Director Morgan Neville
Starring Fred Rogers, François Clemmons, Yo-Yo Ma, Joe Negri, Kailyn Davis, David Newell, Joanne Rogers, Betty Aberlin

My childhood memories are scattered with images and the soft voice of Fred Rogers. He knew the wisdom and value of questioning children and then sitting back, listening to their answers. The show had its own pace, to be sure. It countered almost everything else placed out there for children, which was loud, fun, but obnoxious.

His Mr. Rogers Neighborhood lasted 31 years in one form or another, mostly on Public Access.

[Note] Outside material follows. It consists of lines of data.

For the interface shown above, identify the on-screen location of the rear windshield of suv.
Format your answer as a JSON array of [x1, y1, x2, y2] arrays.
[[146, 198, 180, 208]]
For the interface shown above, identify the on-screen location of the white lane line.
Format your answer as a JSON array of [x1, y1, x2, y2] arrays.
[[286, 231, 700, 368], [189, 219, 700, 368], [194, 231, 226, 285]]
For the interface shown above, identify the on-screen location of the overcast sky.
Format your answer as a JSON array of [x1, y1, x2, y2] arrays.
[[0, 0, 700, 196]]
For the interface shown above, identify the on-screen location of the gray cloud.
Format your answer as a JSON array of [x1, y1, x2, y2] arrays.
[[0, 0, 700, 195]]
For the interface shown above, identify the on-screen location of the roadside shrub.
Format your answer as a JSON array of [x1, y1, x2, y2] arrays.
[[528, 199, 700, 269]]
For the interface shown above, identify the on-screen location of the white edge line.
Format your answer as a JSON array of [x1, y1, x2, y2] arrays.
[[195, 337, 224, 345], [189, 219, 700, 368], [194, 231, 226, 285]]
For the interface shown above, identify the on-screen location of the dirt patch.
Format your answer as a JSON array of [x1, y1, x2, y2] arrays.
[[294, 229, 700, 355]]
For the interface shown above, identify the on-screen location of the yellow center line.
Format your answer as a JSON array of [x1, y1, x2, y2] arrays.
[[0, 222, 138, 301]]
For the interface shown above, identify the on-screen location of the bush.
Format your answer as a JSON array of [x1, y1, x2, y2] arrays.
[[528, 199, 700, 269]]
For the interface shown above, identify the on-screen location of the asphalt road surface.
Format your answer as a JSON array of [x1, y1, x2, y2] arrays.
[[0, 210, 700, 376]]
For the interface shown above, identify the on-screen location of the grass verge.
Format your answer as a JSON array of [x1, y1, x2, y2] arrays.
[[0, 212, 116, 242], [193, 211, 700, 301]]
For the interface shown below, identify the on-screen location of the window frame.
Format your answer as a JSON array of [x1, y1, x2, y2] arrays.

Many children grew up learning that they were special and worthy of love, no matter their circumstance, due to this wonderful ordained minister. He truly did God’s work, even if he never explicitly said it on air.

Love is at the root of everything – all learning, all parenting, all relationships. Love or the lack of it. And what we see and hear on the screen is part of who we become.

Morgan Neville’s carefully crafted documentary gives us the full scope of the vision Mr. – I cannot call him Fred – Rogers had in starting, then maintaining his show. Most children’s television of the time was like a pie in the face. Somewhat dehumanized slapstick. That might work for kids at some point, but so did just listening, using your imagination, questioning and silence.

I got into television because I hated it.

One memorable exchange shows Rogers facing Senator Pastore in Congressional Hearings regarding funding for PBS, which had been started by LBJ and then was in jeopardy by the Nixon administration.

Instead of reading a prepared statement, he talks directly to Pastore, and in his typical, direct manner, he lowered the tone to exemplify how little it took to show a child that he cared.

Rogers, a lifelong Republican, convinced a very skeptical Pastore in 6 minutes and change, giving him “goosebumps” for the first time in the hearings.

It passed.

We get a clear vision of Rogers’ grasp on bringing the larger events into the focus of a child. Racism, assassination and disastrous events were given clarity in a compassionate way.

The greatest thing that we can do is to help somebody know that they’re loved and capable of loving.

Neville has a rich subject and he takes advantage of the access. If anything, one wishes there was even more to the salad days. He spins through to the lost period, when Mr. Rogers decided to see if he could connect with adults the way he had with children. This was less successful, but no less beautiful.

The entire last half of the film is riddled with poignant moments to the extent it is hard to keep control of one’s emotions. The tears that are elicited are as much for joy as anything. It makes one glad to have witnessed this, and long for a chance to go back and take it in once more for the first time.

If you know who Mr. Rogers was, or even if you didn’t, you should watch this film.